1.BÖLÜM

92 7 4
                                    


Lolo Zouaï ~ Desert Rose

Başlangıç tarihinizi buraya alabilir miyim?

Neredeyse çığlığa benzeyen o ses, gökyüzünden içime karıştığında gözlerim aniden açıldı.

Zaman ve mekan kavramı benim için birbirine girmişken, omzumdaki acıya kaşlarımı çatacak gücü bile hissedemiyordum. Ellerimde hissettiğim ıslaklıkla kollarımı kaldırmaya çalıştım. Birkaç denemeden sonra gözlerimin önüne derisi parçalanmış ellerim girdiğinde dehşet ve şaşkınlığın arasında kalmıştım.

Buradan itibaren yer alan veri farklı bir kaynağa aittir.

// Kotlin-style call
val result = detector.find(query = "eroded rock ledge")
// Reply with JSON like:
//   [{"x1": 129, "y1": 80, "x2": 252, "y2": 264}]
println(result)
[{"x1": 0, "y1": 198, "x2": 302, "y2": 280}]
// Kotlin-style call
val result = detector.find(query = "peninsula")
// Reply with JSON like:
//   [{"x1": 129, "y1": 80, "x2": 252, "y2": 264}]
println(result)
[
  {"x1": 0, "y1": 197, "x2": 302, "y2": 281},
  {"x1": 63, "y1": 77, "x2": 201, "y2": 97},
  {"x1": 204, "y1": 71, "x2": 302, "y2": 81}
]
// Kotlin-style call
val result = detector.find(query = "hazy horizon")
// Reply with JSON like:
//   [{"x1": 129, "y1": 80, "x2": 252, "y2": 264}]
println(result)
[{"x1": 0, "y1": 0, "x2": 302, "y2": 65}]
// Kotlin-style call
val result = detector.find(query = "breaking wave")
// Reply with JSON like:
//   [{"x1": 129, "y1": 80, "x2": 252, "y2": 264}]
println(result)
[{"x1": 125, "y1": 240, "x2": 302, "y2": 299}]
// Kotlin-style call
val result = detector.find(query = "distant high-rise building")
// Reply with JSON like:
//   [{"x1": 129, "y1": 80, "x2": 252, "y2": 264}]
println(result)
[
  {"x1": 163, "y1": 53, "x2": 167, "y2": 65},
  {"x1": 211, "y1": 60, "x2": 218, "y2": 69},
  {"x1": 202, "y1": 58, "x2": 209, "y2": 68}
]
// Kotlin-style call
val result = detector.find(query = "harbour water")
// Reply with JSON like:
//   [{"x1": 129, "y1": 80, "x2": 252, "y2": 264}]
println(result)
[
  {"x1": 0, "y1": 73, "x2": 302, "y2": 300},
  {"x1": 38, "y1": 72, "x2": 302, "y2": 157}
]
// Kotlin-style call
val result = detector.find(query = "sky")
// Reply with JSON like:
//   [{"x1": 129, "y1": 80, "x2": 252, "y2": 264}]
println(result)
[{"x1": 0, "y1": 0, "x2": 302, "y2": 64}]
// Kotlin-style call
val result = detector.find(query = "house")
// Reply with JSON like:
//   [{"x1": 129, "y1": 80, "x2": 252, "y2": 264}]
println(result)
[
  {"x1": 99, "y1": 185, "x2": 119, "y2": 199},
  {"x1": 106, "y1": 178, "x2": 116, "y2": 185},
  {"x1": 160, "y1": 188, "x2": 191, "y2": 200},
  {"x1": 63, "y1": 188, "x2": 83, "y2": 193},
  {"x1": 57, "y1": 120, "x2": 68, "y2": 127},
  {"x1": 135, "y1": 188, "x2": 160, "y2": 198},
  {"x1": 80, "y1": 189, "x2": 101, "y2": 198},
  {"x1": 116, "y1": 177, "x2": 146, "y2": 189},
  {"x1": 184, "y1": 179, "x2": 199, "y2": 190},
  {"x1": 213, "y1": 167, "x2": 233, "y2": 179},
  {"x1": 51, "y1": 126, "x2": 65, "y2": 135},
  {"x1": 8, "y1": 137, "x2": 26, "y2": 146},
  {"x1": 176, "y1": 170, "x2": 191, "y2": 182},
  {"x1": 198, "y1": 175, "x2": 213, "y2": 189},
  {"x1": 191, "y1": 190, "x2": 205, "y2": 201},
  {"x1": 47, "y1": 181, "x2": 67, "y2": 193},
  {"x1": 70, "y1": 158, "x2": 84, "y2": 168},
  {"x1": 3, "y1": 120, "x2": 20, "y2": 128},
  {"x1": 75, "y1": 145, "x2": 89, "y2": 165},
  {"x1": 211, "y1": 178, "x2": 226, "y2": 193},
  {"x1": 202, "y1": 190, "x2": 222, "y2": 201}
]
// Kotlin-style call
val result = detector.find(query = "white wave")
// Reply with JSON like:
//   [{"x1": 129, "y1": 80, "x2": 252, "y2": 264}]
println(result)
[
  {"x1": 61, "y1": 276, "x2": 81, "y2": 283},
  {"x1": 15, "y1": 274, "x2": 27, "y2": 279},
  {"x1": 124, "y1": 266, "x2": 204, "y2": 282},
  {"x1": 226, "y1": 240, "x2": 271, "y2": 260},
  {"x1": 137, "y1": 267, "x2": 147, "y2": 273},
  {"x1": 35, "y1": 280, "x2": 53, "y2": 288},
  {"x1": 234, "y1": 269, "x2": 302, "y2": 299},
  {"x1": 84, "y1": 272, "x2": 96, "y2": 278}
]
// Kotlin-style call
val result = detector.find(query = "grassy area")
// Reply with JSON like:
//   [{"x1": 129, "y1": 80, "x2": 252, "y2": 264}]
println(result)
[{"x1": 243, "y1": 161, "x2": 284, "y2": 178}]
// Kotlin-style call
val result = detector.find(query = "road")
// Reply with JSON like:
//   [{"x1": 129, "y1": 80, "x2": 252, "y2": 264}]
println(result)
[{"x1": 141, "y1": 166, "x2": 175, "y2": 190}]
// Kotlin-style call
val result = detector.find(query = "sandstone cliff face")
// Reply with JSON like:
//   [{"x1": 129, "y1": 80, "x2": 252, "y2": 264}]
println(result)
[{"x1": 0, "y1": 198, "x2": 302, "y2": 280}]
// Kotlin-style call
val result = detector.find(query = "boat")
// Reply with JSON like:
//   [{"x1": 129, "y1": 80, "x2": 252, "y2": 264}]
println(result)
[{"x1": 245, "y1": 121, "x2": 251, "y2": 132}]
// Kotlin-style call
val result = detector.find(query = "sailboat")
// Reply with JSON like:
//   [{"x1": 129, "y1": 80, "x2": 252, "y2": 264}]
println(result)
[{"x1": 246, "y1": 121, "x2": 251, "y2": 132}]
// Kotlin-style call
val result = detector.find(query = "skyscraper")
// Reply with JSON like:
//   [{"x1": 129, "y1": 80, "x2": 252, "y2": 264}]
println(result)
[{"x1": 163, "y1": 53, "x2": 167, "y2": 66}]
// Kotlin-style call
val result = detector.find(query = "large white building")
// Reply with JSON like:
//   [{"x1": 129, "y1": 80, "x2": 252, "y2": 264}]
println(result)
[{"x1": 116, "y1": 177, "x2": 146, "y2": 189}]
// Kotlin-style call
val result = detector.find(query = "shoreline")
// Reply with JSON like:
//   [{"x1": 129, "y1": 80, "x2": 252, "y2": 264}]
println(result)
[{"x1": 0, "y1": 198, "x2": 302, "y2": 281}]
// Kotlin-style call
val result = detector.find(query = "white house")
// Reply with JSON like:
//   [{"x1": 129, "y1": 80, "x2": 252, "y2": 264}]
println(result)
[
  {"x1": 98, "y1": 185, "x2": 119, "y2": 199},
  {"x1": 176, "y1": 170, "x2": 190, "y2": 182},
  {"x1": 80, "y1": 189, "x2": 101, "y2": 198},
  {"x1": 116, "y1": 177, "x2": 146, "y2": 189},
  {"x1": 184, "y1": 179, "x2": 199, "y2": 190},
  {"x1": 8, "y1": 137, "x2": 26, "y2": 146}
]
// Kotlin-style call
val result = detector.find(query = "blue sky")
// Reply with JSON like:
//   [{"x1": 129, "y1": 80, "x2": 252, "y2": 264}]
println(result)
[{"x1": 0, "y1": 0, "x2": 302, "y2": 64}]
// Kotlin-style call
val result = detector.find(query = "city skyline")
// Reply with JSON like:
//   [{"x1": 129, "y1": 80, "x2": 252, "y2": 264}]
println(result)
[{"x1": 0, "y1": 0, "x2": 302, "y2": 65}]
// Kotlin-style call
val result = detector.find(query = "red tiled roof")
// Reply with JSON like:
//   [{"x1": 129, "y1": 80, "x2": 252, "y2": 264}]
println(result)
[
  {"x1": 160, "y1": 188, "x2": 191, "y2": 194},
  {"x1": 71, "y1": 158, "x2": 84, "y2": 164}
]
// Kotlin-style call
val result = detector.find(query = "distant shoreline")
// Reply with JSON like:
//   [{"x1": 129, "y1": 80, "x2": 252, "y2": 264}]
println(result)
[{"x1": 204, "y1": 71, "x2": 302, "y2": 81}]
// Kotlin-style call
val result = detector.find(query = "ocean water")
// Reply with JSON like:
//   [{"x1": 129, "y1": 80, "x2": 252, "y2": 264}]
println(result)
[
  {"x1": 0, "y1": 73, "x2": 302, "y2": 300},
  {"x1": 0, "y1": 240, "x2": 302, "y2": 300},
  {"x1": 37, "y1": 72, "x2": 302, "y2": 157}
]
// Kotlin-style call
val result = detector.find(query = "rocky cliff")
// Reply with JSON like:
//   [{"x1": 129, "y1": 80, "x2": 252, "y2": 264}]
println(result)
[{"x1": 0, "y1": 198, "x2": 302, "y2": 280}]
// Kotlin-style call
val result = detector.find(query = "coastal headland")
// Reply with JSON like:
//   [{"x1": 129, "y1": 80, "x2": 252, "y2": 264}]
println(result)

Tuhaf olan ise parçalandığı halde elimin acısını hissetmememdi.

Ya da belki de kafam şuan çok bulanık olduğu için hissetmiyordum. Başımdaki ağrıyla gözlerimi kapatıp, kafamı geriye attım. Birkaç saniye sonra sağ omuzuma saplanan acıyla aniden gözlerim açıldı. Sanki derimi yakıp çürütüyorlar gibi bir acı hissediyordum ama gözlerimi omzuma çevirip o kanı görmeyi istemiyordum. Anlamadığım şey eğer ellerimdeki acıyı hissetmiyorsam, omzumdaki acıyı da hissetmemem gerekmiyor muydu? Aksi takdirde bu acıya daha fazla dayanamazdım.

Yüzümü buruşturarak topraktan destek aldım ve yattığım yerden doğrulmaya çalıştım. Hareket etmemle tekrardan omuzuma sancı girdiğinde, acıyla inledim. Gözlerim acıyla dolduğunda ıslak kirpiklerimin birbirine girmesini sağlayarak gözlerimi sıkıca yumdum. Henüz görmek istemesem de nasıl bu kadar canımı yakabilecek bir yara olduğunu merak ediyordum.

Kafamı sağ omuzuma doğru çevirip, parçalanmış , beyaz olduğu halde çamur yüzünden kahverengiye dönen uzun kollu tişörtümü omuzuma kadar sıvadım.

Gözlerim sonuna kadar açıldı.

Bütün vücudumun hareket yetkisi sonlanmış gibi olduğum yerde buz kesildim. Titreyen elimi omzuma doğru uzattım. Parmak uçlarım bembeyaz, arasında parlayan kırmızı tüylerin olduğu, tuhaf tek kanat dövmesine kaydığında, parmak uçlarım alev almış gibi yandı ama yine de tuhaf bir şekilde o dövmeye dokunmak istiyordum. İşaret parmağım dövmeye temas ettiği an, dövmenin alev gibi canlı bir renk ile ışıldadığını gördüm.

Dudaklarım aralandı.

Bu da neyin nesiydi?

Hemen yakından bir çıtırtı sesi duyduğumda, transtan çıkmış gibi gözlerimi dövmeden çekip, etrafıma bakındım.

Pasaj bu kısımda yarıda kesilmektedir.